Tony Tillim

Personal information
- Full name: Anthony Frank Tillim
- Born: 8 April 1938 Johannesburg, Transvaal, South Africa
- Died: 8 January 2008 (aged 69) Houghton, Johannesburg, Gauteng, South Africa
- Batting: Right-handed
- Bowling: Right-arm leg-spin

Domestic team information
- 1958–59 to 1959–60, 1968–69: Natal
- 1961–62 to 1966–67: Transvaal

Career statistics
| Competition | First-class |
| Matches | 36 |
| Runs scored | 729 |
| Batting average | 15.51 |
| 100s/50s | 0/1 |
| Top score | 57* |
| Balls bowled | 4761 |
| Wickets | 92 |
| Bowling average | 24.36 |
| 5 wickets in innings | 5 |
| 10 wickets in match | 0 |
| Best bowling | 7/34 |
| Catches/stumpings | 11/0 |
- Source: Cricinfo, 16 August 2021

= Tony Tillim =

South African cricketer (1938–2008)

Anthony Frank Tillim (8 April 1938 – 8 January 2008) was a South African cricketer who played first-class cricket for Natal and Transvaal between 1959 and 1968.

Tillim was a leg-spin bowler.
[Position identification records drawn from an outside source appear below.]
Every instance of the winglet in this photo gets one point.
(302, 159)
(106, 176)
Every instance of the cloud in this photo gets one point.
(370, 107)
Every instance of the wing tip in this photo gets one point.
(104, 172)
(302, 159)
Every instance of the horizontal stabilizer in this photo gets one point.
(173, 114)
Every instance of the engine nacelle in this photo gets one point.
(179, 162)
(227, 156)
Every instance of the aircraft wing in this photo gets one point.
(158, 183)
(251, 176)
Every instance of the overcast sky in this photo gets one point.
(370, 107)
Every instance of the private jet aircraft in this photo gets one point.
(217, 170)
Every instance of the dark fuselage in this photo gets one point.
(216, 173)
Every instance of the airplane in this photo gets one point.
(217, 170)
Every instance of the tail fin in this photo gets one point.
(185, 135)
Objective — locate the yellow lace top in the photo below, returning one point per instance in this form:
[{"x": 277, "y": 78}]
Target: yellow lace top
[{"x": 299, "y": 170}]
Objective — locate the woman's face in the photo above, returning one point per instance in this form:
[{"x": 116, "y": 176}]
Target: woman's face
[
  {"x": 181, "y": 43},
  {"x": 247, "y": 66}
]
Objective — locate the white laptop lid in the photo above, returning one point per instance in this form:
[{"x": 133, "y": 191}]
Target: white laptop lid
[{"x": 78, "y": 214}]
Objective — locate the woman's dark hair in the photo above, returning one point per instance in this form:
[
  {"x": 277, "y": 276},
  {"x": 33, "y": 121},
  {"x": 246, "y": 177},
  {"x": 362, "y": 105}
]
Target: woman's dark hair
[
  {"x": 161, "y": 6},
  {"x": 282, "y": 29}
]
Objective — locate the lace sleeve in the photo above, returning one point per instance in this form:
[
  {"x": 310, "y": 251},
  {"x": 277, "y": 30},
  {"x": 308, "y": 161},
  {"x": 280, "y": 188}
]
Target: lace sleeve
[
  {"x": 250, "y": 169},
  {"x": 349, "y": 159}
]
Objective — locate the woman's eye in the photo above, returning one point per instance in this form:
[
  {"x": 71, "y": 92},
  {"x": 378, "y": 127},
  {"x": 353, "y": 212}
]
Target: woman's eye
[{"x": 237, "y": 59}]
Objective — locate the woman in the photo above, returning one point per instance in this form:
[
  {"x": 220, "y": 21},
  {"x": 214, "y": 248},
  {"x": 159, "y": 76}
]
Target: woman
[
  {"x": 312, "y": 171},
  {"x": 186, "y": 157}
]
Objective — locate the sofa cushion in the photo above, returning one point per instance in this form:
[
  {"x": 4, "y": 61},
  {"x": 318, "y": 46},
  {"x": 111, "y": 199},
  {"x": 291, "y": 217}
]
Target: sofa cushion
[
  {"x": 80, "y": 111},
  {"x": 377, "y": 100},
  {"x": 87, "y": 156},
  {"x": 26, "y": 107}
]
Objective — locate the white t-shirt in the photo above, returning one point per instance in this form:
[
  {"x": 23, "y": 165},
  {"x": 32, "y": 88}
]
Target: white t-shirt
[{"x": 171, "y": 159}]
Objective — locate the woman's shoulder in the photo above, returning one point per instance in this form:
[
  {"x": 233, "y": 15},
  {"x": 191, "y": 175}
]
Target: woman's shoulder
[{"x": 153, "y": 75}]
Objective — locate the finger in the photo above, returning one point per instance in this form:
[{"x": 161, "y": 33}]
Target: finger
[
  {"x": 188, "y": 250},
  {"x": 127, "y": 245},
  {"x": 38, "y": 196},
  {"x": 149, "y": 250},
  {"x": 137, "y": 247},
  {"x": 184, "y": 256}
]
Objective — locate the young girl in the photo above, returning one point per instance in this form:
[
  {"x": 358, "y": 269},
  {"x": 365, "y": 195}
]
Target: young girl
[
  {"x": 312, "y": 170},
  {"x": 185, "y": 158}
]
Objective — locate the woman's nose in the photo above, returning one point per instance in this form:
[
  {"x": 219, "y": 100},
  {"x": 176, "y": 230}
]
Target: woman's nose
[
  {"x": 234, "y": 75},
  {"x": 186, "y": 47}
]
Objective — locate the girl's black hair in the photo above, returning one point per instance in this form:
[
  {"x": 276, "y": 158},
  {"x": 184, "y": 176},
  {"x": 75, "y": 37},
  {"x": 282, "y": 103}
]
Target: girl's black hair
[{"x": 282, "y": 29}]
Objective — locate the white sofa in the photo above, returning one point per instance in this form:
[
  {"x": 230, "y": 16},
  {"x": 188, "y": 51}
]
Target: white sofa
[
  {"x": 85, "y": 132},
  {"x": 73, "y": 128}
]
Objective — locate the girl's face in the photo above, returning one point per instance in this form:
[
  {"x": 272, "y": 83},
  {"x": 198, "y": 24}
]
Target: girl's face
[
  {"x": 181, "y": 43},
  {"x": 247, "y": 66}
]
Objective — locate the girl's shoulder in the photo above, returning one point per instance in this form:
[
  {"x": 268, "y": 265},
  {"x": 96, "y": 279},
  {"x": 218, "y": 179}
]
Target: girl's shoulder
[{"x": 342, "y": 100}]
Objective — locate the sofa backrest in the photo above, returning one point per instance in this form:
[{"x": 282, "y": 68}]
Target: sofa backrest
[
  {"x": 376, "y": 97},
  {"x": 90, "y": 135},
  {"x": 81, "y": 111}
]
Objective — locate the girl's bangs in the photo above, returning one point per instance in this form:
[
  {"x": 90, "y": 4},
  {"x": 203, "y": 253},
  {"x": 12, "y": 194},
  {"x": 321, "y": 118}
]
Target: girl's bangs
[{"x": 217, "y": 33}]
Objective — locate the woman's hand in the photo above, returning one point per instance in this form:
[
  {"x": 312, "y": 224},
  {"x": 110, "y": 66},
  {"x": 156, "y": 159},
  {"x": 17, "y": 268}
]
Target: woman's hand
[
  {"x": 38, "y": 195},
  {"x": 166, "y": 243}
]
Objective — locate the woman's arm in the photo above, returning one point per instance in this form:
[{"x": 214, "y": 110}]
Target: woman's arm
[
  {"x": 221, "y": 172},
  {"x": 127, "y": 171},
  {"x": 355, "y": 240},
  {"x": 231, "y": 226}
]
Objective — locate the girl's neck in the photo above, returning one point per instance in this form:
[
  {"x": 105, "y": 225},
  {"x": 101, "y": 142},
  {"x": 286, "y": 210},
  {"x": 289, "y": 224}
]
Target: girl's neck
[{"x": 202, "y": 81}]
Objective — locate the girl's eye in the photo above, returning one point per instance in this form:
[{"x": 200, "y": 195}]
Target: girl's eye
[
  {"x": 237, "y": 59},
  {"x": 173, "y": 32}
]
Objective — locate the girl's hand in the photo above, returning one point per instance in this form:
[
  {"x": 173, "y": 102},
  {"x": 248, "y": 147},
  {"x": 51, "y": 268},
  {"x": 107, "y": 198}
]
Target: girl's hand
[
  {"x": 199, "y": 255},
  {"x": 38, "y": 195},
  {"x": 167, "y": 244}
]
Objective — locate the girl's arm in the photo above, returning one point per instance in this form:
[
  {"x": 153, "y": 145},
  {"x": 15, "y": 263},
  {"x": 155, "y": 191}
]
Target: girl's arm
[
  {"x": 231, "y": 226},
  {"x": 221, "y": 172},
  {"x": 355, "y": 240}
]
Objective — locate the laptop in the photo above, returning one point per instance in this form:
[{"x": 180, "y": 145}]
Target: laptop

His best first-class figures were 7 for 34 in his first appearance for Transvaal, against Eastern Province in 1961–62. He took 31 wickets at an average of 24.51 in the 1962–63 season, but was not selected for the tour of Australia in 1963–64. His last first-class wicket, a googly that bowled Neil Hawke, gave Transvaal victory over the touring Australians in November 1966 – the first time an Australian team had lost a first-class match in South Africa.